Geschlechtsbezogene Entwicklungen werden in zwei Beiträgen bearbeitet: zu Pionierinnen  
bei SOS-Kinderdorf (Christina Lienhart) und zu Männerarbeit und Männerpolitik (Josef Christian  
Aigner und Josef Hölzl). Beendet wird das Werk durch einen Fotorundgang mit Reflexionen zu  
acht historischen Orten der Sozialen Arbeit (Arno Heimgartner, unterstützt von Simone Babl und  
Franz Gombocz). Die Foto-Stationen sind: das Museum Marienthal, die Gedenktafel für Ilse Arlt,  
Oberhollabrunn und August Aichhorn, das Anton-Afritsch-Monument in Graz, das Gebäude der  
Caritas in der Mariengasse/Graz, das ISOP-Gebäude in der Dreihackengasse, die Holzstatue von  
Eugenie Schwarzwald in Payerbach und die Gedenktafel Ottakringer Settlement.  
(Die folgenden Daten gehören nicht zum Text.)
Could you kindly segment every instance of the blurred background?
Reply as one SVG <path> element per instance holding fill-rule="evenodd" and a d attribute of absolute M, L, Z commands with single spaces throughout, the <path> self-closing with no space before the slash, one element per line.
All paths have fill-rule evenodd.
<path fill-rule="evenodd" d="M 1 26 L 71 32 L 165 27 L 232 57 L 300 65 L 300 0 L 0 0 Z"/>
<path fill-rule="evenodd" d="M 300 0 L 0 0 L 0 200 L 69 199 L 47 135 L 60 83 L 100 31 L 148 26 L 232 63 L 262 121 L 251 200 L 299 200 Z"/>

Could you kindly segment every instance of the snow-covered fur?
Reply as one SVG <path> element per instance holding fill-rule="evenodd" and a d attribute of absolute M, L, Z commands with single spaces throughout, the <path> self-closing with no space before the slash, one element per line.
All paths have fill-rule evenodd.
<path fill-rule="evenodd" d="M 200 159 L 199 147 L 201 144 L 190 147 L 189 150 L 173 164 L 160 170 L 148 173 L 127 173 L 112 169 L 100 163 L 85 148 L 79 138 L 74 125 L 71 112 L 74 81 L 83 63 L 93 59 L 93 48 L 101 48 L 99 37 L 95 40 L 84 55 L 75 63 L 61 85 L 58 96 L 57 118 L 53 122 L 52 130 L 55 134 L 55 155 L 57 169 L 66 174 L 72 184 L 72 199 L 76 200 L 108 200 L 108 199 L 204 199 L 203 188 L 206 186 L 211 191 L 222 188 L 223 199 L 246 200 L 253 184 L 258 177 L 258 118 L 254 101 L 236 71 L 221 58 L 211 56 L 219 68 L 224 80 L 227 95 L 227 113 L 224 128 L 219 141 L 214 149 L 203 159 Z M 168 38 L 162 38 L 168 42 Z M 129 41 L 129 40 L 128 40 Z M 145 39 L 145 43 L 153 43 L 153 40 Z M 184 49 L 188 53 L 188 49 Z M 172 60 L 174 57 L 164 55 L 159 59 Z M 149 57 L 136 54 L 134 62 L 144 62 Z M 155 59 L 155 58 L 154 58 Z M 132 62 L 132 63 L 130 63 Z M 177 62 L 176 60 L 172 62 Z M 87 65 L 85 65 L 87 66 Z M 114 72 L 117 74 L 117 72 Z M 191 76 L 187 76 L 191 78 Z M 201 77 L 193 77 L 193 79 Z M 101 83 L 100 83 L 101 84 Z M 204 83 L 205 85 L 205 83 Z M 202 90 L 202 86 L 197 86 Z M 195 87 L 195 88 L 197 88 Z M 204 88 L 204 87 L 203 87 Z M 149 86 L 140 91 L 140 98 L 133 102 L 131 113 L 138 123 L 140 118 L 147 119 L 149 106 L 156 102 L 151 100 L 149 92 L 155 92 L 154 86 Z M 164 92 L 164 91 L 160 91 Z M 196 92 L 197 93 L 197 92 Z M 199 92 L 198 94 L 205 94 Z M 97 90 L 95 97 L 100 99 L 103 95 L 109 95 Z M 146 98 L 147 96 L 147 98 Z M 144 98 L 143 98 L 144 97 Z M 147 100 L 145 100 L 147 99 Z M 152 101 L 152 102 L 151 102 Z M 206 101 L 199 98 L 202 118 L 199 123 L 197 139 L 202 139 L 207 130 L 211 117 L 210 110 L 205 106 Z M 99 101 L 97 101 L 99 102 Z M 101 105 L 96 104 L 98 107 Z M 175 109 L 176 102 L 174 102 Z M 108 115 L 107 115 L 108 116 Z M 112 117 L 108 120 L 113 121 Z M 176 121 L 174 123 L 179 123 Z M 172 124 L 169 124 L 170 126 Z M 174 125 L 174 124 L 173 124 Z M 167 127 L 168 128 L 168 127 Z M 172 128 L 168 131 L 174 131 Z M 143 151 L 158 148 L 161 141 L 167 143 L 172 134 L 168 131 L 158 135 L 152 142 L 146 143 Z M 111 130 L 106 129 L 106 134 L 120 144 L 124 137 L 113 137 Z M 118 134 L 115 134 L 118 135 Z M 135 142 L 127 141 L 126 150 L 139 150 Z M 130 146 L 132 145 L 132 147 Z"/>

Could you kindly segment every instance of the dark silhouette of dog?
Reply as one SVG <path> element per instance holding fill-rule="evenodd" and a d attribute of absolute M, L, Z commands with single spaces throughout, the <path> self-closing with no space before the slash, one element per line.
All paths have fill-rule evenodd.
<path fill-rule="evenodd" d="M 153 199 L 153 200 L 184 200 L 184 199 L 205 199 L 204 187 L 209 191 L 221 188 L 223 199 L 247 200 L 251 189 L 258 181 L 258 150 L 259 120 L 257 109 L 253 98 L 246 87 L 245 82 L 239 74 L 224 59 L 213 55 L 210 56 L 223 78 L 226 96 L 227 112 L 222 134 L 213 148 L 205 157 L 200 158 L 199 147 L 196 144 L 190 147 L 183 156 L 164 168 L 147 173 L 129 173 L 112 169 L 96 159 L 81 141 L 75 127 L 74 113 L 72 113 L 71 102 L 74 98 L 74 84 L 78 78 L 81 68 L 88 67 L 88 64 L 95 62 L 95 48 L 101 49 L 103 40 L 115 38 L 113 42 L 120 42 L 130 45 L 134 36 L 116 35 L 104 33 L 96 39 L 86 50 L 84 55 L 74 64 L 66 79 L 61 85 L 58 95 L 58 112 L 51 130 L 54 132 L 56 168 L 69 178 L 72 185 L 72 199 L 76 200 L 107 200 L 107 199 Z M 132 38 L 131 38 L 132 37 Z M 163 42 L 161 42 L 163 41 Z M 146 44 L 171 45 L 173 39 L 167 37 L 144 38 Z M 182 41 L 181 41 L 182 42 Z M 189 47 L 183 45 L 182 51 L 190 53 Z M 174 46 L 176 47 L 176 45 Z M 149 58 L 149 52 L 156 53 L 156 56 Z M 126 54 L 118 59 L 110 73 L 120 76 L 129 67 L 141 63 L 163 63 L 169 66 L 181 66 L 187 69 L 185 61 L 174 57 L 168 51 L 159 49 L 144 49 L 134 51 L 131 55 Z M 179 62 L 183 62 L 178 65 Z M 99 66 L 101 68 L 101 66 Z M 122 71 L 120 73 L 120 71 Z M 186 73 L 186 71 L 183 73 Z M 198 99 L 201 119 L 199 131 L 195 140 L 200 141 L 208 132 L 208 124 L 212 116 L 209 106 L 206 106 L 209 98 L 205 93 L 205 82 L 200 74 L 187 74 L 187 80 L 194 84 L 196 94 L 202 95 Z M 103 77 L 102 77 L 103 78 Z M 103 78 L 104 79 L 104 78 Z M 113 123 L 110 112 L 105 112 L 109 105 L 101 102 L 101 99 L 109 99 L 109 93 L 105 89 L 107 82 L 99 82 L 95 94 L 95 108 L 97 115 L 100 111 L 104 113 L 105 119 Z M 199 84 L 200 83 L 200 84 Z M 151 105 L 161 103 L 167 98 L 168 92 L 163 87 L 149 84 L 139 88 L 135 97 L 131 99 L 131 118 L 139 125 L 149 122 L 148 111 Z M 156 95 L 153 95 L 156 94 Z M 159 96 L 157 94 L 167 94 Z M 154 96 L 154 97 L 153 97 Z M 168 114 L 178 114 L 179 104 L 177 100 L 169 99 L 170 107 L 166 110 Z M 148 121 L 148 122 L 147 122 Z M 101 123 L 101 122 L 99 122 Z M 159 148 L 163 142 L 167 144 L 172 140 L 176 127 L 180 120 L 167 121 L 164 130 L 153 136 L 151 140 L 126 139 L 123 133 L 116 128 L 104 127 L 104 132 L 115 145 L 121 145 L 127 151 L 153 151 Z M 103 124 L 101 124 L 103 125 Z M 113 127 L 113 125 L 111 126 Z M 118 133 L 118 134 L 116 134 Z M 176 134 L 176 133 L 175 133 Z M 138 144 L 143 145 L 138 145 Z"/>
Wie oben zu sehen ist, kommen viele – in Summe 39 (!) – Denker*innen und Handelnde der  
Sozialen Arbeit zu Wort. Und gleichzeitig fehlen viele, die ebenfalls von Besonderheiten berichten,  
Vertiefungen und vielleicht auch Widerspruch einbringen könnten und die in der Lage wären,  
Fragezeichen aufzulösen und den großen gemeinwohlorientierten Schatz der Sozialen Arbeit  
historisch nachzuzeichnen. Kraft aus der Geschichte zu schöpfen, ist eine Intention der Herausgeber  
und Autor*innen und dazu können die einzelnen Beiträge jedenfalls ermutigen.  
Im Sinne des Schaffens von Verbindungen zwischen Sozialpädagogik und Sozialarbeit  
verweisen viele Beiträge auf gemeinsame Entwicklungen und gemeinsames Tun, auch wenn die  
Ausbildungen quer dazu organisiert waren und noch immer sind (vgl. Heimgartner/Scheipl und  
Lauermann im vorliegenden Band). Bemerkenswert ist die ausgeglichene Anzahl an Autorinnen  
und Autoren, nämlich 19 Frauen und 20 Männer. Das diesbezügliche Verhältnis in der Praxis  
liegt hier bekanntlich noch anders. Basissozialarbeit mit Klient*innen wird weitgehend von  
Sozialarbeiter*innen durchgeführt, während Leitungsstellen und Positionen in der Lehre und  
Forschung geschlechtsbezogen eher ausgeglichen besetzt oder auch männlich dominiert sind.  
Wünschenswert wäre für einen nächsten Band, bewusst Pionierinnen von Projekten, theoretische  
Denkerinnen und Wegbegleiterinnen zu gewinnen, die ihre Erinnerungen zu Aufbauarbeiten,  
Umsetzungen und Widerständen einbringen.  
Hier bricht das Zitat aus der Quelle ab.